1 The selectivity and specificity of RX 781094 [2-(2-(1,4 benzodioxanyl))2-imidazoline HCl] for alpha-adrenoceptors have been examined in peripheral tissues. 2 In isolated tissue experiments RX 781094 was a competitive antagonist at prejunctional alpha 2-adrenoceptors situated on the sympathetic nerve terminals of the rat (pA2 = 8.56) and mouse (pA2 = 7.93) vas deferens and on the parasympathetic nerve terminals of the guinea-pig ileum (pA2 = 8.55). 3 Although RX 781094 was also a competitive antagonist at the postjunctional alpha 1-adrenoceptors of the rat anococcygeus muscle (pA2 = 6.10) its affinity for these receptors was markedly less than that displayed for prejunctional sites.

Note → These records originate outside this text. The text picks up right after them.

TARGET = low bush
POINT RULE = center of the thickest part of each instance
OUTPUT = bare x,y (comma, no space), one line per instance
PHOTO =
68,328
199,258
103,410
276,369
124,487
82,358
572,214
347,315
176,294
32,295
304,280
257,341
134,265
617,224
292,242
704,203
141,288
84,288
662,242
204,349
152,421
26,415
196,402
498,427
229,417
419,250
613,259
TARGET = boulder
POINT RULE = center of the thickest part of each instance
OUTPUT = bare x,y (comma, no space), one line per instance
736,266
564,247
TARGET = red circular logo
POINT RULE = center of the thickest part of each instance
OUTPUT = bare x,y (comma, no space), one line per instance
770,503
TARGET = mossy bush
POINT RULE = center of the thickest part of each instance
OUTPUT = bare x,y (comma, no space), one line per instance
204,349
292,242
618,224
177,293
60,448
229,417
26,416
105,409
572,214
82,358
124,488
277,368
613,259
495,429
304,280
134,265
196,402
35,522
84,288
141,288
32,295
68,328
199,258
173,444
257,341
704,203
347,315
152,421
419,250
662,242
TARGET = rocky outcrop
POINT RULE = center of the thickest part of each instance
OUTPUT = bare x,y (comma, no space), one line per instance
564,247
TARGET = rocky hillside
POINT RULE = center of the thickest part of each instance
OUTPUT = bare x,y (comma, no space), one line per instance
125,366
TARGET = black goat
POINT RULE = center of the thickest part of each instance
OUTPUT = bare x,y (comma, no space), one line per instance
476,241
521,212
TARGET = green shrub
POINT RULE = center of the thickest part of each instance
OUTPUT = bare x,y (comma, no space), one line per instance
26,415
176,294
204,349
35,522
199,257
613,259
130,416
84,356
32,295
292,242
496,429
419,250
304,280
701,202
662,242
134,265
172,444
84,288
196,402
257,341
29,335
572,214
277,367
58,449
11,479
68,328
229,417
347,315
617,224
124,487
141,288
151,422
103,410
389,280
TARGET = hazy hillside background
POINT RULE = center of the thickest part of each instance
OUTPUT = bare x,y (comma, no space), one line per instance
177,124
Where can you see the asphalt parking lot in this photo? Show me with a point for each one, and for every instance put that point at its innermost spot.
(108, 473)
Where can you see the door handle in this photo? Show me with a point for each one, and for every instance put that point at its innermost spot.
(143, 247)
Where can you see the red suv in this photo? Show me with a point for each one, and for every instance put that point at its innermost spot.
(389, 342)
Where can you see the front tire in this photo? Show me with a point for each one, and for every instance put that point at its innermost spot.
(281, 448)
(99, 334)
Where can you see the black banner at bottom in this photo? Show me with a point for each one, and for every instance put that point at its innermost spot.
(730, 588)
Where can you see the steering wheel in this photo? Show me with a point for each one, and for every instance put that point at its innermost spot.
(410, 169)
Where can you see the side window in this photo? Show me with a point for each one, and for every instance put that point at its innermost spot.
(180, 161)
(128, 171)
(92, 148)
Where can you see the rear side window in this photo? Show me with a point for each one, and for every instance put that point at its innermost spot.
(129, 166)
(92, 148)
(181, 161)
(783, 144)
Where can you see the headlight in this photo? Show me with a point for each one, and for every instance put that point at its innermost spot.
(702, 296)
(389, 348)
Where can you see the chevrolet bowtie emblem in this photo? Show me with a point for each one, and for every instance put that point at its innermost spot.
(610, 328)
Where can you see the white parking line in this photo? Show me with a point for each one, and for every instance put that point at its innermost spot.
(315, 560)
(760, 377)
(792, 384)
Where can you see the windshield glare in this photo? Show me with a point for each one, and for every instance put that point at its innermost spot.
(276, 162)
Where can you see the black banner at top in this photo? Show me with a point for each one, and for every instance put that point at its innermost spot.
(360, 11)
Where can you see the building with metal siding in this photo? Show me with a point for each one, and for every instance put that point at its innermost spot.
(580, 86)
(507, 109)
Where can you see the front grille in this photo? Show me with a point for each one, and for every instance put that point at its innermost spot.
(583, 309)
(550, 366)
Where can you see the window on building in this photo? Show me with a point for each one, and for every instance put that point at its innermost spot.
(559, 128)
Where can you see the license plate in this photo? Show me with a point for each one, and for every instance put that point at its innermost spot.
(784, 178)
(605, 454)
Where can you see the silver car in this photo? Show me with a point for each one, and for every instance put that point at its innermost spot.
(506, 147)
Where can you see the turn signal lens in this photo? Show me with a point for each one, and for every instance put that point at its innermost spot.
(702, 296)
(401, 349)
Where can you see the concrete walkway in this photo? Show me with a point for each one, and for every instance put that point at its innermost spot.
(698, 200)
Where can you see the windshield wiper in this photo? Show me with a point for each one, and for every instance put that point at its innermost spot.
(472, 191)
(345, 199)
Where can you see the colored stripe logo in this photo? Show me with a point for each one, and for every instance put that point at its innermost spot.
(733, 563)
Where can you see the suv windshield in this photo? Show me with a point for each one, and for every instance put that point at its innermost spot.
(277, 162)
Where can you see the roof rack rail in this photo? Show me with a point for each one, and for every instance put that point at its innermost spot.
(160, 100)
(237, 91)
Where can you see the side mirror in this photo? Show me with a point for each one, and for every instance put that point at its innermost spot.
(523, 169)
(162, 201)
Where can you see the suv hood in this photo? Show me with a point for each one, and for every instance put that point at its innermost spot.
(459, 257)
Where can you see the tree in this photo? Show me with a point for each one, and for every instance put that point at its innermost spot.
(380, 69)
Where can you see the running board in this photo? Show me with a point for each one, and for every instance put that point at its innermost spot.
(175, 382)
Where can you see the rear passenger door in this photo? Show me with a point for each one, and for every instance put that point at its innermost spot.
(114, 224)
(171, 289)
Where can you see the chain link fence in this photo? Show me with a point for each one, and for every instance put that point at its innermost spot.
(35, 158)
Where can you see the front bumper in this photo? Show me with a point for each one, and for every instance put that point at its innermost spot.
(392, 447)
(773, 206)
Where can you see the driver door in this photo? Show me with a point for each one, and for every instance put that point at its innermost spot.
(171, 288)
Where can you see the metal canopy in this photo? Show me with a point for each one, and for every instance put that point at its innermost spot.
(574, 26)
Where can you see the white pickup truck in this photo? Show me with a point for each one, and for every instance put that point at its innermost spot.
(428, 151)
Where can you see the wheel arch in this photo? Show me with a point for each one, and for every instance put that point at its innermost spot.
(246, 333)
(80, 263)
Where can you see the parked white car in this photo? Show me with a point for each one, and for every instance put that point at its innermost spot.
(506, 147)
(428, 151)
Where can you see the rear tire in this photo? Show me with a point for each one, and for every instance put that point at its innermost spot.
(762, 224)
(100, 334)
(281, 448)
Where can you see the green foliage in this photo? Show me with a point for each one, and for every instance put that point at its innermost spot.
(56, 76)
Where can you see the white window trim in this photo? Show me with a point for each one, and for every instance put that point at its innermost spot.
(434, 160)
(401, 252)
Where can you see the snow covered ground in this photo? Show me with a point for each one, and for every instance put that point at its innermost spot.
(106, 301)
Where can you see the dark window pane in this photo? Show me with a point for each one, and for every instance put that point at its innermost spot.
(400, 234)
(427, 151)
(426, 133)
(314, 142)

From pA2 values obtained in the rat vas deferens and anococcygeus muscle the calculated alpha 2/alpha 1-adrenoceptor selectivity ratio for RX 781094 was 288. 4 The rank order of alpha 2/alpha 1-adrenoceptor selectivities for the antagonists studied was RX 781094 greater than RS 21361 greater than yohimbine greater than piperoxan greater than phentolamine greater than WB 4101 greater than prazosin. 5 RX 781094 had extremely low affinity for beta-adrenoceptors, histamine receptors, cholinoceptors, 5-hydroxytryptamine and opiate receptors in vitro. 6 In pithed rats, intravenous administration of RX 781094 antagonized the prejunctional alpha 2-adrenoceptor agonist effects of clonidine and guanabenz on electrically-induced contractions of the vas deferens and anococcygeus muscle respectively. 7 In the vas deferens the rank order of alpha 2-adrenoceptor antagonist potencies was RX 781094 greater than phentolamine greater than piperoxan greater than yohimbine greater than RS 21361 greater than WB 4101. Only RX 781094, yohimbine and RS 21361 were active against guanabenz in the anococcygeus muscle. 8 In the pithed rat, RX 781094 preferentially antagonized the pressor responses evoked by postjunctional alpha 2-adrenoceptor activation by UK 14,304 although higher doses also inhibited the effects of phenylephrine and cirazoline at postjunctional alpha 1-adrenoceptors. 9 RX 781094 had little effect on the cardiovascular responses to 5-hydroxytryptramine, angiotensin II, histamine, acetylcholine and isoprenaline in pithed rats and rats anaesthetized with pentobarbitone. 10 These results demonstrate that RX 781094 is a potent and selective alpha 2-adrenoceptor antagonist with a high degree of specificity for these receptors.